What languages does Senko support?


Generally the pipeline should work for any language, as it relies on acoustic patterns as opposed to words or speech patterns. That being said, the embeddings model used in this pipeline was trained on a mix of English and Mandarin Chinese. So the pipeline will likely work best on English and Mandarin Chinese.

Are overlapping speaker segments detected correctly?


The current output will not have any overlapping speaker segments; i.e. only one speaker max is reported to be speaking at any given time. However, despite this, the current pipeline still performs great in determining who the dominant speaker is at any given time in chaotic audio with speakers talking over each other (example: casual podcasts). That said, detecting overlapping speaker segments is a planned feature thanks to the Pyannote segmentation-3.0 model (which we currently only use for VAD) supporting it.

How fast is the pipeline on CPU (cpu)?


On a Ryzen 9 9950X it takes 42 seconds to process 1 hour of audio.

Does the entire pipeline run fully on the GPU, if available?


With cuda, all parts of the pipeline except Fbank feature extraction (which always runs on the CPU) do, by default, run on the GPU (though you can override this behaviour using the vad and clustering arguments of the Diarizer object). However, CPU performance still significantly impacts overall speed even for the GPU-accelerated stages.



During the embeddings generation phase, for example, while the actual model inference happens on the GPU with minimal CPU-GPU memory transfers (just input/output), the CPU handles all the orchestration work: Python loops for batching, tensor preparation, padding operations dispatch, and managing the inference pipeline. All this orchestration runs single-threaded on the CPU. This means a faster CPU will improve performance even when using a powerful GPU, as the CPU coordinates all the GPU operations.

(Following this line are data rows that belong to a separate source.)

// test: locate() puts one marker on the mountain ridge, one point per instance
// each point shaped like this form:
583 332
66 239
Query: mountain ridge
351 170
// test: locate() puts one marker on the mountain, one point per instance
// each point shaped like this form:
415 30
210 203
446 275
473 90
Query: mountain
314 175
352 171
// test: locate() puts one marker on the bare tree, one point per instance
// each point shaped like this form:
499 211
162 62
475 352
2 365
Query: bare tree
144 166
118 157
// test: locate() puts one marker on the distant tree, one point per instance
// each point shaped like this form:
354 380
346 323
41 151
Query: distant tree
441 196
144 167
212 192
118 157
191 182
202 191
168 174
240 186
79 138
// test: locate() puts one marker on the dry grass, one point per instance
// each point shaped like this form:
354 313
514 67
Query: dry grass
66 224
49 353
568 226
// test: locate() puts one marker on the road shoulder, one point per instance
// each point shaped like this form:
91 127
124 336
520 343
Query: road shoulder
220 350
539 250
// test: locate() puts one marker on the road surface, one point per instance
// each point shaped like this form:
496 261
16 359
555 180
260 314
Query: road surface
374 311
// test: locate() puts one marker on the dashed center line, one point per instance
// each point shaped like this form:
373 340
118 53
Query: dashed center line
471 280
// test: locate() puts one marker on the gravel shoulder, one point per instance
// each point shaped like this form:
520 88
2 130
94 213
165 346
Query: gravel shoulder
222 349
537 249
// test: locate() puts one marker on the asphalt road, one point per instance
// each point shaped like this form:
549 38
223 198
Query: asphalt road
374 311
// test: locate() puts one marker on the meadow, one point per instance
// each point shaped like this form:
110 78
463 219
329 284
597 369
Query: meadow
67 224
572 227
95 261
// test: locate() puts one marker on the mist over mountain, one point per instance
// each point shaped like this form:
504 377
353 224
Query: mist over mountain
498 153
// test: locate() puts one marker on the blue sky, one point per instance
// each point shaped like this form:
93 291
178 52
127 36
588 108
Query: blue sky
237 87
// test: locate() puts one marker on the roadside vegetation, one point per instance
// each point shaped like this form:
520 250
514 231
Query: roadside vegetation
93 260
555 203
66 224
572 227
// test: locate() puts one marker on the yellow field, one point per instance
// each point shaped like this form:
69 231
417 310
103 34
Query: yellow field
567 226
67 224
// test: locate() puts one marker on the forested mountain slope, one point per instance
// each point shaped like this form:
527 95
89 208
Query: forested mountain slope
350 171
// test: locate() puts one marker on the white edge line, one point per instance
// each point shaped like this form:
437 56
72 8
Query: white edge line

Therefore, for optimal performance, pair a fast GPU with a fast CPU. The CPU bottleneck becomes more noticeable with very fast GPUs (ex. RTX 4090) where the GPU can execute the batch preparation and inference faster than the CPU can orchestrate/dispatch these operations.



As for Mac, both the VAD and embeddings gen phases run on the ANE (Apple Neural Engine) & CPU through CoreML. The fbank stage and clustering run purely on the CPU.

Known limitations?


- The pipeline works best when the audio recording quality is good. Ideal setting: professional podcast studio. Heavy background noise, background music, or a generally low fidelity recording will degrade the diarization performance significantly. Note that it's also possible to have generally good recording quality but still low fidelity recorded voice quality; an example is this.



- It is rare but possible that voices that sound very similar get clustered as one voice. This can happen if the voices are genuinely extremely similar, or, more commonly, if the audio recording fidelity is low.



- The same voice recorded with >1 microphones or in >1 recording settings within the same audio file will often get detected as >1 speakers.



- If a single person makes >1 voices in the same recording (as in change the auditory texture/tone of their voice; like if they do an impression of someone else, for example), their speech will almost certainly get detected as >1 speakers.

## Community & Support
Join the [Discord](https://discord.gg/Nf7m5Ftk3c) server to ask questions, suggest features, talk about Senko and Zanshin development etc.

## Future Improvements & Directions
- Overlapping speaker segments support
- Improve speaker colors generation algorithm
- Support for Intel and AMD GPUs
- Experiment with `torch.compile()`
- Experiment with Modular [MAX](https://www.modular.com/blog/bring-your-own-pytorch-model) engine (faster CPU inference speed?)
- Experiment with [Resonate](https://alexandrefrancois.org/Resonate/) for superior audio feature extraction
- Background noise removal ([DeepFilterNet](https://github.com/Rikorose/DeepFilterNet))
- Live progress reporting